2. Kyle Jackson is still the last man on the tackle pile and still takes bad angles on tackles. Against WKU, this is troubling. Against Tennessee, this is hemorrhaging.
This patient has multiple personality disorder; request sedation immediately. Notre Dame trotted out a Big Lots discount version of the spread option for a quarter and a half with Demetrius Jones against a Georgia Tech defense eventually happy with sacking ND's qbs nine times on the game and limiting the Irish to three points. Evan Sharpley came in to stop the bleeding, but the incineration of Jimmy Clausen's redshirt points to further schizophrenia for Notre Dame, who is not NOT rebuilding. No, not at all.
This patient has the dreadlocks of power, sir... Auburn snoozed through its opening matchup with K-State before doing what Auburn teams usually do: pulling out magical plays from deep in their ass, something they have a knack for doing on the defensive side of the ball. This year's wearer of the magical defensive end braids of power remains Quentin Groves, who inherited them from Stanley McClover. After Brandon Cox woke up and threw a fourth quarter td to put Auburn up 16-13, Groves blew past two KSU blockers who laid nary a glove on him as he hit 398 pound quarterback Josh Freeman, causing him to fumble, weep, and renounce any false gods he might have been worshipping at the time. The fumble went for a td, and thus three quarters of solid work by K-State (and three somnambulent ones for Auburn) will go down in the books as a 23-13 win.

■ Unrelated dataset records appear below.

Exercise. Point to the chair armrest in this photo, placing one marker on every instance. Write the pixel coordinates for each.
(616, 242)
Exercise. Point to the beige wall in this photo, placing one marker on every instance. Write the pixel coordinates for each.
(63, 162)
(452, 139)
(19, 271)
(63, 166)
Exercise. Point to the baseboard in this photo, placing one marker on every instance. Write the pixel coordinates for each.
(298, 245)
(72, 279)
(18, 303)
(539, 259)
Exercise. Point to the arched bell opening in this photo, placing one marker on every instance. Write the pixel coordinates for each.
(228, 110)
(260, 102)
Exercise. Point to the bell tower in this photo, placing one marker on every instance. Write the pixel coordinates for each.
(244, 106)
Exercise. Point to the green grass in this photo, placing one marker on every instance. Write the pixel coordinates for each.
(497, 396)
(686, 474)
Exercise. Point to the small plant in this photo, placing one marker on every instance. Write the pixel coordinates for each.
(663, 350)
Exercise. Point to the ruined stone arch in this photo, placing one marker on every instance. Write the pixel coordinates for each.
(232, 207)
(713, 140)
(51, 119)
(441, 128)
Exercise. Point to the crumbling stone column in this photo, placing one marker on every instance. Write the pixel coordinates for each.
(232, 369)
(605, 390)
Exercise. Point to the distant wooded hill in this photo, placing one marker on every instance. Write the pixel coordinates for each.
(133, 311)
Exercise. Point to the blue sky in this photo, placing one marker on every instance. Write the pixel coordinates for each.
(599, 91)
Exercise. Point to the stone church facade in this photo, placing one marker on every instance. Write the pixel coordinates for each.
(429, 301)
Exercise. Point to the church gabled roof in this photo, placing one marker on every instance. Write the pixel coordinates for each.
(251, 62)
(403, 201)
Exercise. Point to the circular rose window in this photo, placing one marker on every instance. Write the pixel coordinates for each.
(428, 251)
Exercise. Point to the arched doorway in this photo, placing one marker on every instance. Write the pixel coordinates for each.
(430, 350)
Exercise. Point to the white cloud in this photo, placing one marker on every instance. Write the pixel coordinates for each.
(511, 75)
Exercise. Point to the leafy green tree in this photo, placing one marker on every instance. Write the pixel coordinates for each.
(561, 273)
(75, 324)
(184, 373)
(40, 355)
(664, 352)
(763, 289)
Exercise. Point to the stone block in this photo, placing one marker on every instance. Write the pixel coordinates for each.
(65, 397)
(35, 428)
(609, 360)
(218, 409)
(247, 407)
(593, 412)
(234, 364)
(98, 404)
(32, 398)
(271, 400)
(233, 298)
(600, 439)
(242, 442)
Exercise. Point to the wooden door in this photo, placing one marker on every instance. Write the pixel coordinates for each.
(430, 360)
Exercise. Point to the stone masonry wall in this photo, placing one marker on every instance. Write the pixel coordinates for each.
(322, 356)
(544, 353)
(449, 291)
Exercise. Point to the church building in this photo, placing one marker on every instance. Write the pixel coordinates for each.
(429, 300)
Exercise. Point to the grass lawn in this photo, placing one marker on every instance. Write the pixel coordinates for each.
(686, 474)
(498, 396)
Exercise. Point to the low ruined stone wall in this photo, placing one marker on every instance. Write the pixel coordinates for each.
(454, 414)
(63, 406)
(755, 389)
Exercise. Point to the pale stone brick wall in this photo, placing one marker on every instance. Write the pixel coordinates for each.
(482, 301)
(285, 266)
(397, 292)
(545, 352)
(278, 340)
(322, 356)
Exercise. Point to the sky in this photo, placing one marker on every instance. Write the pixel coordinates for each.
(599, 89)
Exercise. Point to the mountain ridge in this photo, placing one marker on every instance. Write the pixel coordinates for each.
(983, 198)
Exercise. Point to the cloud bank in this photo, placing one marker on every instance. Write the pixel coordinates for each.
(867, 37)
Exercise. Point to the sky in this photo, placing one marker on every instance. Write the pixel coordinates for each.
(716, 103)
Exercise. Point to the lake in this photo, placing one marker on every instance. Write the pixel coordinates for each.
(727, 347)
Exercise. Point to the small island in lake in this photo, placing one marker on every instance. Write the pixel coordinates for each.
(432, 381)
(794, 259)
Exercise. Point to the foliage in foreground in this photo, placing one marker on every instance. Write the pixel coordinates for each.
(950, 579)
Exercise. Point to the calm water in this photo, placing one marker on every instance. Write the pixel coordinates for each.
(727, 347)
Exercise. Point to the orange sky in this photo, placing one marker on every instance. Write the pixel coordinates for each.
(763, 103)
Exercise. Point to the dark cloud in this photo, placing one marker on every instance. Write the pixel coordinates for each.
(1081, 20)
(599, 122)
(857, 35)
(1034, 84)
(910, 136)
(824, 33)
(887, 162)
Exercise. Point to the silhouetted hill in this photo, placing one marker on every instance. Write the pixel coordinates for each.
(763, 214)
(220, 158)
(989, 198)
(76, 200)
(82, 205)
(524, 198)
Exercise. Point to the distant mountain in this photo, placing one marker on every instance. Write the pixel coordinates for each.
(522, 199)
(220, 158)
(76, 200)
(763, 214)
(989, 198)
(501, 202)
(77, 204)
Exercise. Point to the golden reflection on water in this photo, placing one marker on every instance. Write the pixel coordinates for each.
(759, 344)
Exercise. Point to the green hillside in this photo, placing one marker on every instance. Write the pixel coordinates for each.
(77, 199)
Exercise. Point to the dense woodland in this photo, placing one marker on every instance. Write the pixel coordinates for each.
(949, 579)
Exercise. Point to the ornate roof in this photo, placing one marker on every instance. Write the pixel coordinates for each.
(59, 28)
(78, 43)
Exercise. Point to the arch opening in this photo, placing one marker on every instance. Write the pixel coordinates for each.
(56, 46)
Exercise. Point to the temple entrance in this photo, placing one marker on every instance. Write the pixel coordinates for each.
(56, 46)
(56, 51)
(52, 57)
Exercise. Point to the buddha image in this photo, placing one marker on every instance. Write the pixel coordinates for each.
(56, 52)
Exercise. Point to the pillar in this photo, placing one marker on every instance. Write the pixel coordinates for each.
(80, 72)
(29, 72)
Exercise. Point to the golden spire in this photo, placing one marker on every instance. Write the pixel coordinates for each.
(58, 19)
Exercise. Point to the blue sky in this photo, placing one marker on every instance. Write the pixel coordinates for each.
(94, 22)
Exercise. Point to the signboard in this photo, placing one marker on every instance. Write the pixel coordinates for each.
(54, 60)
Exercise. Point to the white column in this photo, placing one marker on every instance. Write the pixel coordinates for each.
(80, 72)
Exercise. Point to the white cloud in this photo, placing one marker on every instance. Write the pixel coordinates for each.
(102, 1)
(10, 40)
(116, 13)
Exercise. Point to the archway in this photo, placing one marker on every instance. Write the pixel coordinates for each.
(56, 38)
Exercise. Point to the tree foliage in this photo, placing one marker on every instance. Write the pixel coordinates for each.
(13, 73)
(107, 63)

And in the auspicious debuts department... Tom O'Brien's NC State team displays that flashy T.O.B. charisma by dropping a 25-23 matchup at home to UCF, who went up 25-3 in the first half before nearly frittering away the lead and the upset. O'Leary will later claim the win was a 65-3 blowout on his resume. Don't trifle with the Golden Flashes, son: Iowa State drops their opener 23-14 against Kent State. Gene Chizik, welcome to Hell.
Not all n00bs fumbled day one: Randy Shannon had the 'Canes looking muscular, if not offensively viable quite yet, against a decrepit Marshall team (every time we looked over, Marshall's qb was being bent in half by some brute in orange. Good signs for Miami.) And Mark Dantonio, seeking a "win of respect", hitched Michigan State to the enormous ass of the mighty Jehuu Caulcrick for a 55-18 win against UAB, who it must be mentioned was being coached in the first game of the Neal Calloway era, who spoils our "trend of two" by being a rookie coach getting shellacked in his first game.
Jake Locker is the new pirates, who are the new Chuck Norris. Syracuse continues to sink into the mire under Greg Robinson, but even with the entire team giving up on themselves in the second half, hybrid Tebow/Young type Jake Locker looked impressive in Washington's 42-12 victory in the humorously unairconditioned Carrier Dome.